Robert Neville finds a microscope and learns how to use it. Once he feels confident about preparing slides, he takes blood from a sleeping Undead and studies it. Because viruses are too small to see through this particular microscope, he concludes that the organism he sees is a bacterium; he names it vampiris. Neville experiences “a massive weight of despair” (76) at the discovery, as he barely understands what the discovery means, but eventually grows determined. From his reading, he concludes that vampiris is to blame, not the humans it infects. Vampiris is capable of reproducing spores when their host body does not replenish it with fresh blood; the dust storms caused by military bombings spread the spores.

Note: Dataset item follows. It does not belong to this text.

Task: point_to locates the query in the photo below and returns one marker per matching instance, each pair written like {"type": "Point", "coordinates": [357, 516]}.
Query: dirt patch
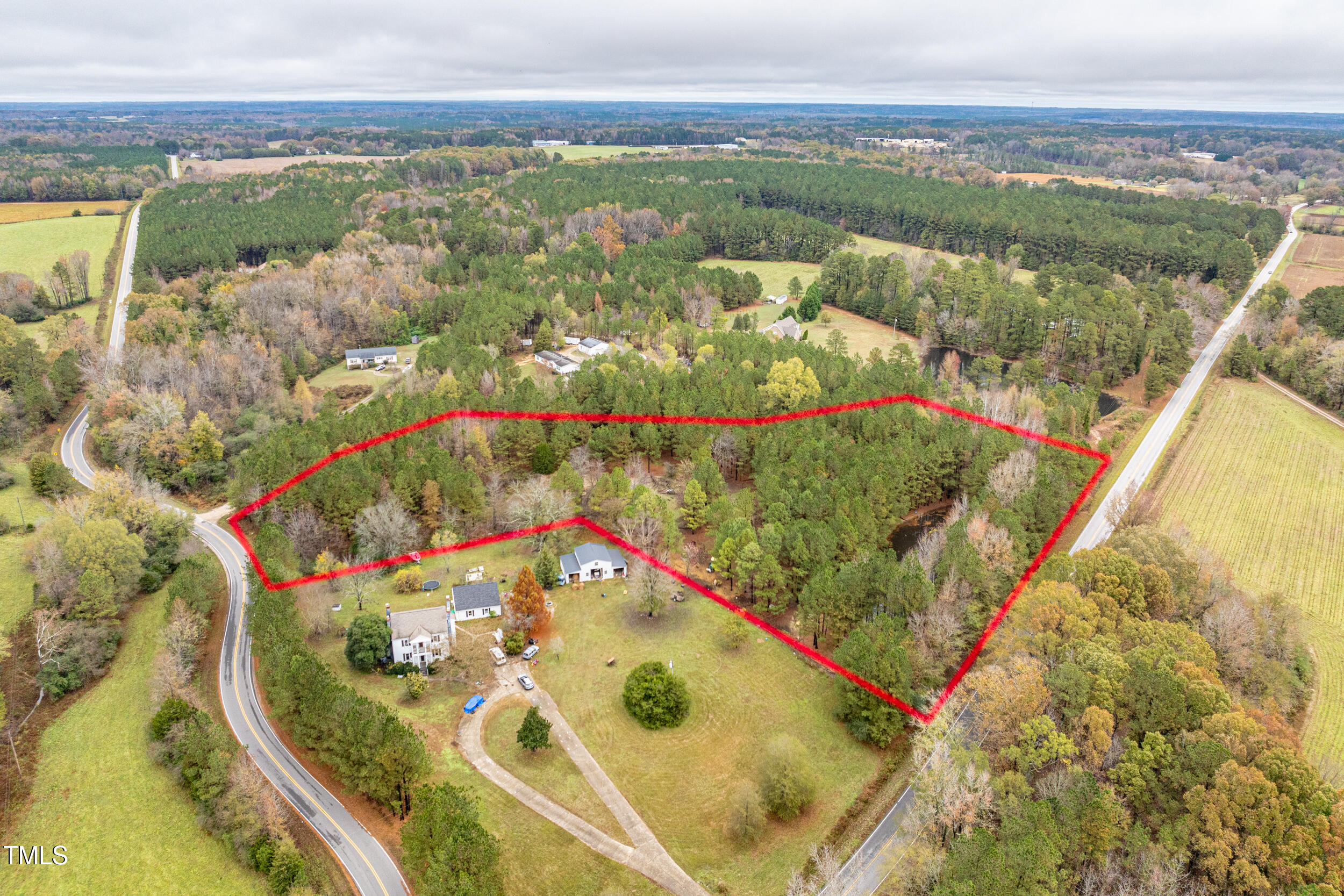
{"type": "Point", "coordinates": [348, 396]}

At the moment, Neville’s only method of distinguishing between infected and true Undead is through shooting them: The infected die to bullets, while Undead are unaffected. He concludes that the infected host vampiris spores, and when they die, vampiris takes over their body, essentially bringing them back to life.

Chapter 12 Summary

With a better understanding of vampiris, Neville tries to debunk the Undead’s seemingly vampire nature, such as their weakness to garlic. He creates a two-column list comparing Undead traits as explained by science or legend. His inability to make a connection between the two columns throws him into a fury, unleashing “repressed craving for violence” (81). Neville begins drinking heavily and attacks the microscope, damaging it. He spends two days drunk and incapable of studying or taking care of himself. On the third morning, he goes outside and sees a dog on his lawn. The dog limps, as one of his front paws is wounded.

Surprised, Neville chases the dog, but his enthusiasm frightens the latter into hiding. Afterward, he “dredged up again the endless enigma of why he went on” (85) and considers why he hasn’t died by suicide when he will have to spend the rest of his life alone and in hiding; ultimately, he believes himself “too dumb” to see to his own death. Neville prays for the dog’s safety despite his lack of faith. He sets out a hamburger and a bowl of milk on the porch to entice the dog to return.

Chapter 13 Summary

The next morning, Neville finds that the dog ate his food. He begins leaving out food twice a day, standing nearby while the dog eats so the latter becomes accustomed to him. Neville reasons that if the dog survived this long, there might be other humans who managed to do the same. As several days pass, the dog becomes more comfortable with Neville, until he stops coming for three days. When he returns, he is noticeably sick and weak, having been infected with vampiris.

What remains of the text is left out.